Question

Consider the reaction: N2(g) + O2(g) ⇄ 2NO(g) Kc = 0.10 at 2000oC Starting with initial concentrations of 0.040 mol/L of N2 and 0.040 mol/L of O2, calculate the equilibrium concentration of NO in mol/L
how would this be done?

Answer 1

Answer:

0.011 mol/L

Explanation:

This can be solved with something called an ICE table.

I = initial

C = change

E = equilibrium

Initially, there is 0.04 M of N₂, 0.04 M of O₂, and 0 M of NO.

x amount of N₂ reacts.  Since the stoichiometry is 1:1, x amount of O₂ also reacts.  This produces 2x of NO.

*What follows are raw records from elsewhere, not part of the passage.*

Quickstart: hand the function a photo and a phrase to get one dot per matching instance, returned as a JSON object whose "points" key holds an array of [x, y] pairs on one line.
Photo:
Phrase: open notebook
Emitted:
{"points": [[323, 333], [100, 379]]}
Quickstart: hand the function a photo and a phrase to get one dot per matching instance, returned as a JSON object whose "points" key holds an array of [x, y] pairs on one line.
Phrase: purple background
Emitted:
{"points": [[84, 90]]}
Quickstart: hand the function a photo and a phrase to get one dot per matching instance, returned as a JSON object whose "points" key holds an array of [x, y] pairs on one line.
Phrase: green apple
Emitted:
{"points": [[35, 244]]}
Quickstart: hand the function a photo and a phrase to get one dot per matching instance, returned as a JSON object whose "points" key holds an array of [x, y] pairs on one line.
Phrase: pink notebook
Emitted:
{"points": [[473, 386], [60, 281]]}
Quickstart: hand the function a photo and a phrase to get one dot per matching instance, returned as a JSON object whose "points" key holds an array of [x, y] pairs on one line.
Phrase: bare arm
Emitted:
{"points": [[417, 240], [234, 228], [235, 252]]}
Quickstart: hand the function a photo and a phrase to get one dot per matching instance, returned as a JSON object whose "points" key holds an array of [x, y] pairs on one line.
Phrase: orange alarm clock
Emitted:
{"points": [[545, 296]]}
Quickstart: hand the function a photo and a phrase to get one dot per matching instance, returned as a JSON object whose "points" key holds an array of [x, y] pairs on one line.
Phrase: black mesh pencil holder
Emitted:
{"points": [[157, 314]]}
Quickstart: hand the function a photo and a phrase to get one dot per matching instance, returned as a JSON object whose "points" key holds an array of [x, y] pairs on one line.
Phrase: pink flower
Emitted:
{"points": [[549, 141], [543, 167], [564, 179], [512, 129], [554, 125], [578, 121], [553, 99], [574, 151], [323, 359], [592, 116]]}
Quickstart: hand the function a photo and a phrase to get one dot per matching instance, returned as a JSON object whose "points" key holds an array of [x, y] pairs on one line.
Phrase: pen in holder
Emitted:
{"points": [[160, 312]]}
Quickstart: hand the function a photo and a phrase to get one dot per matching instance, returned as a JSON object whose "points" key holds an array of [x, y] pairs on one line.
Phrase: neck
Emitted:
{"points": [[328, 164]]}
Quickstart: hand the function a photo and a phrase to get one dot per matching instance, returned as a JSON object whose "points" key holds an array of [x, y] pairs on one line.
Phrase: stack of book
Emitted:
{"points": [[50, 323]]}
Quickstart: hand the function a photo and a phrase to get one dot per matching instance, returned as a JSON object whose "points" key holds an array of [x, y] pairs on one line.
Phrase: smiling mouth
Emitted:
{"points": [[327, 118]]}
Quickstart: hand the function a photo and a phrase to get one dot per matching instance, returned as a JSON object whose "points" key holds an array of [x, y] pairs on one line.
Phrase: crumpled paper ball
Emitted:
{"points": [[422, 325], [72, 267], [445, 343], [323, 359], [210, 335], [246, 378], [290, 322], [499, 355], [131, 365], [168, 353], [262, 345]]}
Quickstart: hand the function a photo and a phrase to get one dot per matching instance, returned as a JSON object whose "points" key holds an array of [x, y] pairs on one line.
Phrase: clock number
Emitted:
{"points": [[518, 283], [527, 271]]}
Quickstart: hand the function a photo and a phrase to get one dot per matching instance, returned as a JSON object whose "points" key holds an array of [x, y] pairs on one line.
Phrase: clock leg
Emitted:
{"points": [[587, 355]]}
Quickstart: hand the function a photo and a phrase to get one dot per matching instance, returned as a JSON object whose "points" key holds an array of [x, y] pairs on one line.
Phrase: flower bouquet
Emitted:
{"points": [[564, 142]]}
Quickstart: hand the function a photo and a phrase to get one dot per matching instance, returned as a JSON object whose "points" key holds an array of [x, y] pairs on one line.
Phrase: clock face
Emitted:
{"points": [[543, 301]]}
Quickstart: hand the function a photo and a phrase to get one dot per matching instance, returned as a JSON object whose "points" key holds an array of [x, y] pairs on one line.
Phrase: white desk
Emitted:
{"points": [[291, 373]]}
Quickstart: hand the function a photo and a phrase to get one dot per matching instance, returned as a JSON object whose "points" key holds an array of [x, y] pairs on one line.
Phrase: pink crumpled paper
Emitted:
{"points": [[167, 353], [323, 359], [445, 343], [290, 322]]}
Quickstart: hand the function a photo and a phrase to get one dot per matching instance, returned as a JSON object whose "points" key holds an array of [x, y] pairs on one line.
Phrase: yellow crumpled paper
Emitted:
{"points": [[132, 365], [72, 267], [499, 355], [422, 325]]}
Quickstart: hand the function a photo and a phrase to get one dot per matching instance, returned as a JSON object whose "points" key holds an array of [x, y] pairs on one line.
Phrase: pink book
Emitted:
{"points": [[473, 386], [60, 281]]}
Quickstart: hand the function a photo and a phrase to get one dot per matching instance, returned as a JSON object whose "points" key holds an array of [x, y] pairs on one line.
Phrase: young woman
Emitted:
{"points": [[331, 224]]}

After the reaction, there is 0.04-x of N₂, 0.04-x of O₂, and 2x of NO.

Here it is in table form:

$\left[\begin{array}{cccc}&N2&O2&NO\\I&0.04&0.04&0\\C&-x&-x&+2x\\E&0.04-x&0.04-x&2x\end{array}\right]$

Now we can use the equilibrium constant:

Kc = [NO]² / ( [N₂] [O₂] )

Substituting:

0.10 = (2x)² / ( (0.04 - x) (0.04 - x) )

Solving:

0.10 = (2x)² / (0.04 - x)²

√0.10 = 2x / (0.04 - x)

(√0.10) (0.04 - x) = 2x

(√0.10)(0.04) - (√0.10)x = 2x

(√0.10)(0.04) = 2x + (√0.10)x

(√0.10)(0.04) = (2 + √0.10)x

x = (√0.10)(0.04) / (2 + √0.10)

x = 0.0055

At equilibrium, the concentration of NO is 2x.  So the answer is:

[NO] = 2x

[NO] = 0.011

The equilibrium concentration of NO is 0.011 mol/L.